I’m a woman on the verge because two seven-year-old cats rule my home, Paco, the half-Siamese below, and Teika in the second photo. In addition, my assertive move to combat this fiasco was to add four kittens to shift the power balance, to infuse some clear thinking on the subject. More cats will shift the impasse when the house votes on its grocery list each month. Less power to the presiding queens!
I’m a woman on the verge because I’m going to let that feline six-pack thread its way through my whole world. I will spend much of my day exhausted while chasing down their catnip toys, and untying the maze of yarn they dragged around and thru every chair and table leg, and extended to include three lamps and even my ankles. Frustrating. Still, if those beasts are out of my sight for two minutes, I will moan and wonder, “Just how DID the criminal get in and why would he or she steal my growing family?”
I’m a woman on the verge because, usually by that point, it would be snack time and I would shake a little catnip on my egg. This is to feign acceptance of my kids’ palate–who pay no rent, mind you–and to research the power of this trending green and vice, which sends hundreds to CatNippers Anonymous each year. Soon AETV will air its first show with a feline-trained therapist. Cheers, my fellow interventionists. We are all worthy trailblazers.
I’m a woman on the verge because I am a word lover. I am a writer who is enamored with language, yet I condemned myself to a persistent headache by never reacquainting myself with the word ‘assertive.’ It jumped at me yesterday when I fell on it courtesy of my obsolete Webster’s fifteen pound dictionary. I landed on the ‘a’ page and my right elbow was the compass guiding me. I read the definition aloud and my fur companions chortled at me. Loudly. I must say that the lack of respect in today’s pets is so disconcerting. Still, I must forge ahead to fulfill my journey.

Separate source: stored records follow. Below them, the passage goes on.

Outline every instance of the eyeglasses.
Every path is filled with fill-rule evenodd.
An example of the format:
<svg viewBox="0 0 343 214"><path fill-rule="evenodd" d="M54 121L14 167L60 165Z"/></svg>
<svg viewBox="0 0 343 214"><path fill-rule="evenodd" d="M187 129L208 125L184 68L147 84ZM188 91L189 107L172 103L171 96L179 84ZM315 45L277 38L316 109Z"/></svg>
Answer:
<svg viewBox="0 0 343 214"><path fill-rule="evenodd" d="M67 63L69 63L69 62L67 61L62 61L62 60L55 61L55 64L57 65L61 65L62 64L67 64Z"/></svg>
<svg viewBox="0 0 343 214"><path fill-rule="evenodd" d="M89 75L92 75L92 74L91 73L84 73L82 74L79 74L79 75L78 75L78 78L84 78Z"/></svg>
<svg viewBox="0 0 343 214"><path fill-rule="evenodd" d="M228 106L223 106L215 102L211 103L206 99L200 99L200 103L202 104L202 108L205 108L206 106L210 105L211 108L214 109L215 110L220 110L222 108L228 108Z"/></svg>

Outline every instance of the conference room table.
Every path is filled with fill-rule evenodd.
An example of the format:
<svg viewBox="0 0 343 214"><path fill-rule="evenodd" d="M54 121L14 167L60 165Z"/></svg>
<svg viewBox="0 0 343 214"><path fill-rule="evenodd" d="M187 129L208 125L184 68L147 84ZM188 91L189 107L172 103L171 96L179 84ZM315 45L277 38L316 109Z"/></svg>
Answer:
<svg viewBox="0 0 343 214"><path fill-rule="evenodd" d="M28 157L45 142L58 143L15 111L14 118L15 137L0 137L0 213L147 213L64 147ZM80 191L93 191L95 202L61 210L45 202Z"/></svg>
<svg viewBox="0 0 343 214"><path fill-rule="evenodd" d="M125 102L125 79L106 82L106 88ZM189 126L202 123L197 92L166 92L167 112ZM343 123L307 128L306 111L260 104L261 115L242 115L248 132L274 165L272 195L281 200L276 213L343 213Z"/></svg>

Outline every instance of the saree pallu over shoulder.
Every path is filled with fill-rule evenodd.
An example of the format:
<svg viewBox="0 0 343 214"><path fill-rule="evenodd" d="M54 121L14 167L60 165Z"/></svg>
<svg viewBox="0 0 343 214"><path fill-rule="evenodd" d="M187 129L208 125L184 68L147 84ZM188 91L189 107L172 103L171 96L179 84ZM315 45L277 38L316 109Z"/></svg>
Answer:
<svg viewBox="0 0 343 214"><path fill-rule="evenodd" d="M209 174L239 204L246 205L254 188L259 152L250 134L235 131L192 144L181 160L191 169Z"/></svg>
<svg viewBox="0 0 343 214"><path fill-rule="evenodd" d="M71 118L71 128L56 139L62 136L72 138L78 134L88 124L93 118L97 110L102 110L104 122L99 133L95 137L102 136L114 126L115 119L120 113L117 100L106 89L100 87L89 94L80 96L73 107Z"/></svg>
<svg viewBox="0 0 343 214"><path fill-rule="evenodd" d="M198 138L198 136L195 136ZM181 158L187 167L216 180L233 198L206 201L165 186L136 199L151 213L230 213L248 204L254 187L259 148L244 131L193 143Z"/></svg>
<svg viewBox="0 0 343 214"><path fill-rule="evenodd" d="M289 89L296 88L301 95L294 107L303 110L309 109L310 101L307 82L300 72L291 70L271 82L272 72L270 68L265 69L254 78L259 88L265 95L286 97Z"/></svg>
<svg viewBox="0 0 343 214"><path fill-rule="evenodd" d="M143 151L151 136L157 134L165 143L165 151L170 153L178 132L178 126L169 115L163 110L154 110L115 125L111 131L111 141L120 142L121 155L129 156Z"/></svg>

I’m a woman on the verge because, since making mistakes like bathing my sweeties together, I’m fighting for any scrap of dignity and attention they throw at me. Wha-at? Only two bits of kibble? I’ll take it. I’ve been running on fumes for so many years that even a raised eyebrow is well worth it. You’re right. I don’t like liver and chicken delight. Never did. Wait. I don’t like catnip either.
I’m a woman on the verge because I never need the absolute certainty of things to make me act. When I’m busy hoovering up all that hair and scooping litter, I think and do whatever strikes my fancy without apology. This rule stands even if the object of my intrigue is a box of Meow Mix for the queens’ amuse bouche du jour. That is, unless I am trying to re-assume control of the bridge, so to speak. Okay. Okay. Fancy Feast it is then.